The office of Minister Stuart Robert confirmed shortly after it was still working with Apple and Google. However, it has concerns about information being withheld from health authorities by Google and Apple.

“Public health officials won’t have access to [contact tracing] information, which will reside with Google and Apple. This is high risk. People may ignore the information and that will lead to the further spread of the virus. Alerts may also create confusion and panic within the community without the appropriate support and guidance currently provided by public health officials,” a spokesperson for Robert told Gizmodo Australia.

“This would also make it difficult for the health officials to follow cases and contain outbreaks.”

Google and Apple stated in May that its Exposure Notification system was privacy and user-focused.

The app needs to offer automatic alerts, researchers say

A University of Queensland working paper also slammed the very foundation of the app, which it did not consider as a ‘true’ digital contact tracing app. The paper’s lead author Professor Rhema Vaithianathan told Gizmodo Australia it needed to have automatic notifications, otherwise even a 100 per cent uptake wouldn’t fix its problem.

“True digital contact tracing has the ability of the app itself to notify you if you have been with someone while they were infectious,” Professor Vaithianathan said. She explained that it’s what European authorities were looking to preferring technology that offered instantaneous, automatic cascading notifications to contacts. Something COVIDSafe doesn’t do.

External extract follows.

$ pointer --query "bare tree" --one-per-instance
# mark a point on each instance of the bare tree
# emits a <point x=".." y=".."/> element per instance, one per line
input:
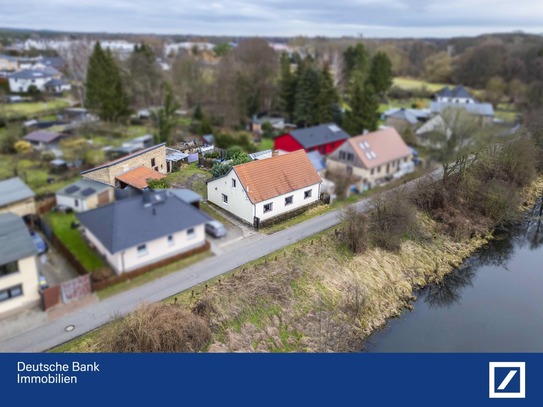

“The worry I have, in Australia, is that that feature is not available so all these people have been downloading that federal app, thinking that somehow they’ll be notified if they’ve been in contact [with someone infectious],” Professor Vaithianathan said.

“They’ll be notified but it will be by a manual tracer exactly like you would be notified if you didn’t have an app.”

These issues are enough to make anyone question how useful the app has been. And without being supplied the usage numbers by Australia’s health authorities, it’s difficult to determine whether COVIDSafe is the fix it is promised to be. Considering how often the government has publicly cited the download numbers, it’s difficult to believe it has any other positive figures to point to.